The Gateshead parliamentary seat has the 92nd highest unemployment rate in Britain (5.9%) and the 26th highest seat with constituents who are in very bad health: 2.07% 34.45% live in social housing – also 26th highest out of 600+ constituencies. 30.47% of people have no qualifications. 22.55% of people hold no passport. While UKIP did well here in the last General Election, finishing second with 17.8% of the vote, this was considerably less well than in Tory seats in Essex and Kent or coastal north east constituencies such as Blyth Valley and Hartlepool. Only just over one in ten of the 'Heed' electorate voted UKIP. This play does not engage in the media habit of assuming that this vocal minority therefore demonstrates that the people of Gateshead have a resentful, insular mind-set.  
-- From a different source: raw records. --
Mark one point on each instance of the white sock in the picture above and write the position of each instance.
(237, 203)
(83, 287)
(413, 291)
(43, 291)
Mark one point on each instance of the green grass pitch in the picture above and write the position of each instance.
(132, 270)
Raynor has commented that her play ‘was built with the kindness of a Tyneside women’s group. Participants took part in a range of workshops and interviews and gave feedback on two drafts of the script. Because of cuts and changes to the terms of funding the group is no longer running.’ 

There is a complex dissolving of hierarchies within the Centre's women’s group, which is not homogeneously this or that (working-class, middle-class, underclass), but is carefully pitched and realistic to the locale. The older community centre worker Lesley, with her beliefs in Noel Edmonds – false-consciousness subtly and funnily highlighted – and the feint but palpable class memory coming out in Sandra when she talks about the ‘New’ Jarrow March and its Facebook group. The strong women of this play - chiefly Lesley and Sandra - mirror Heather Wood of Easington Action Group, who I saw speak forcefully and eloquently of practical community campaigning at the recent Durham Moot event.
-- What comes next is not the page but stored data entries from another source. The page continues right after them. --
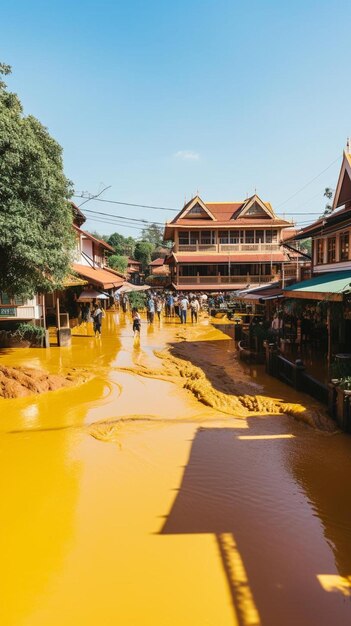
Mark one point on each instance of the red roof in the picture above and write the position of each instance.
(99, 241)
(241, 221)
(102, 277)
(156, 262)
(233, 257)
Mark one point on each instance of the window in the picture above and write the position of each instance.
(194, 237)
(331, 249)
(344, 247)
(236, 236)
(320, 251)
(184, 237)
(207, 237)
(271, 236)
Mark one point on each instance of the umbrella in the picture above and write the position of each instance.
(128, 287)
(88, 295)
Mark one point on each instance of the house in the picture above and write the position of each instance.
(331, 238)
(159, 273)
(90, 257)
(321, 305)
(134, 272)
(226, 245)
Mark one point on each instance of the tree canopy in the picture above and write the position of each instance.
(123, 246)
(143, 251)
(36, 235)
(153, 234)
(118, 262)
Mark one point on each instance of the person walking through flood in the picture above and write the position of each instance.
(97, 316)
(159, 306)
(183, 305)
(194, 308)
(150, 305)
(124, 302)
(136, 320)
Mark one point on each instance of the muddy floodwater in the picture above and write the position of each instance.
(169, 493)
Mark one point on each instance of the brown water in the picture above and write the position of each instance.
(157, 494)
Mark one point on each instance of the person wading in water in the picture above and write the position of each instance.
(97, 320)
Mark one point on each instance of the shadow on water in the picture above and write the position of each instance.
(221, 365)
(270, 543)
Lesley (Judi Earl) is the convenor of the group, unpretentious and grounded, yet with odd ideas about self-help. Katie (Christina Berriman Dawson) is morose, glowering and reluctant mother of six, but who grows into the action and with the group. Sandra (Jessica Johnson) is the most forthright and belligerent, with a rough way with words, and who is incredibly articulate. Julia (Arabella Arnott) seems like she'll be an overly stereotypical materialistic middle-class lass, but isn't quite so clear-cut. Rosie (Zoe Lambert) is the theatre project leader, idealistic and driven, if less worldly than she might think. The cast is uniformly excellent, able to veer seamlessly between gags and pathos.

The play mixes and contrasts high and low cultural references – the ancient Greek Orpheus myth with Die Hard and Crinkly Bottom. This is necessary to take the audience with the action, and weave in the political ideas. What does this say to me about my life? You feel that Raynor is pondering and addressing this question for a wide range of local audiences – the play was also staged at Newcastle’s Alphabetti and the Washington Arts Centre. Music is shrewdly used: from a looped intro from recent-ish pop that I cannot place, to two Crowded House tracks, including the apt melancholy of ‘Don’t Dream It’s Over’ to close. 
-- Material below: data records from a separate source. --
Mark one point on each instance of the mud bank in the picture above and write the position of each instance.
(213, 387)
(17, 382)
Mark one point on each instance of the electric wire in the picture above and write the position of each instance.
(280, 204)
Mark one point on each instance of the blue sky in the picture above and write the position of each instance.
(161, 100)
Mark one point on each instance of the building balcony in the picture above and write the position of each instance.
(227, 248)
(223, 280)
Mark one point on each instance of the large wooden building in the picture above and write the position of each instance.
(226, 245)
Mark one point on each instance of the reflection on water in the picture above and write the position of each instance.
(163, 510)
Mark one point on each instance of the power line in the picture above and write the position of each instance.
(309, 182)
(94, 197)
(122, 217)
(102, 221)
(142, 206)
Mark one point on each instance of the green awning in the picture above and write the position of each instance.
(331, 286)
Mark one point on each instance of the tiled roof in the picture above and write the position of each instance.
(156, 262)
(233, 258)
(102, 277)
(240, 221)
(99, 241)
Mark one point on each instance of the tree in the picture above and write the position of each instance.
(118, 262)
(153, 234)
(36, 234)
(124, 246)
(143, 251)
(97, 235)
She also astutely includes a mixed lexical register of “shite”, “asset management” and “wifey” and the ace wordplay of “Start Arts”. As well as posing the comical interrogative: ‘Remember Blobbyland?’ There is some sense of language being contested, while the financial parameters are set from Westminster.

Ruth Raynor’s play is more Mhairi Black than Liz Kendall. It is controlled, funny and tender and yes, it is angry. There is class consciousness and compassion for disparate people. We need this sort of thing on telly, and a better BBC to produce many new and proudly low-budget single plays in place of high-cost adaptations and costume serials.


In post-Chavs era, we should have seen the back of grotesquely stereotypical representations of the working or under-classes. I don’t think we have. Nor does Raynor, who knows that current snobbery is the path to decay; she doesn’t just see the best in people, but sees that drawing lazy or prejudicial distinctions is not the way to live your life. The play carefully displays human differences and foibles, but implies that only in acting together – metaphorically and literally – can we laugh and connect, or indeed achieve anything of lasting worth.